Simplified QAT Configuration File

Table 1 describes the fields in the retrain_config_tf.proto file. Find the file in /amct_tensorflow/proto/retrain_config_tf.proto under the AMCT installation directory.

Based on this file, you can configure the simplified QAT configuration file, the simplified sparsity configuration file, or the simplified compression combination configuration file.

Table 1 retrain_config_tf.proto

Parameter

Required/Optional

Type

Field

Description

AMCTRetrainConfig

-

-

-

Simplified QAT configuration of AMCT.

Repeated

String

skip_layers

Layers to skip compression. It is globally effective, which efficiently realizes the same functionality for extended features. If this field is set, you can skip the settings of the extended quant_skip_layers and regular_prune_skip_layers.

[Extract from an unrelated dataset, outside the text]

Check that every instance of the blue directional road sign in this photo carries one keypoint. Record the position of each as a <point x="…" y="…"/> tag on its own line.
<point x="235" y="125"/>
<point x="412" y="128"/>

If both skip_layers and quant_skip_layers or both skip_layers and regular_prune_skip_layers are configured, the union set is used.

Repeated

String

skip_layer_types

Types of layers to skip compression. It is globally effective, which efficiently realizes the same functionality for extended features. If this field is set, you can skip the settings of the extended quant_skip_types and regular_prune_skip_types.

If both skip_layer_types and quant_skip_types are set or both skip_layer_types and regular_prune_skip_types are set, the union is used.

Repeated

RetrainOverrideLayer

override_layer_configs

Layers to override. It is used to determine which layers are to be differentiatedly quantized.

For example, by using this parameter, you can perform differentiated quantization on some layers to change the setting of the global quantization configuration parameter from INT8 quantization to INT4 quantization. The current version supports only INT8 quantization.

Parameter priority:

  • Quantization scenario: override_layer_configs > override_layer_types > retrain_data_quant_config/retrain_weight_quant_config
  • Sparsity scenario: override_layer_configs > override_layer_types > prune_config

Repeated

RetrainOverrideLayerType

override_layer_types

Types of layers to override. It is used to determine which layers are to be differentiatedly quantized.

For example, by using this parameter, you can perform differentiated quantization on some layers to change the setting of the global quantization configuration parameter from INT8 quantization to INT4 quantization. The current version supports only INT8 quantization.

Parameter priority:

  • Quantization scenario: override_layer_configs > override_layer_types > retrain_data_quant_config/retrain_weight_quant_config
  • Sparsity scenario: override_layer_configs > override_layer_types > prune_config

Optional

FakequantPrecisionMode

fakequant_precision_mode

scale_d value precision mode of the quantization custom operator in the fake-quantized model.

  • FORCE_FP16_QUANT: The scale_d value is converted to float16 (float32 type).
  • Empty (default), that is, not configured. The value of scale_d is of the float32 precision.

Optional

UInt32

batch_num

Batch number for quantization.

Required

RetrainDataQuantConfig

retrain_data_quant_config

Activation quantization configuration parameter for QAT. It is a global quantization configuration parameter.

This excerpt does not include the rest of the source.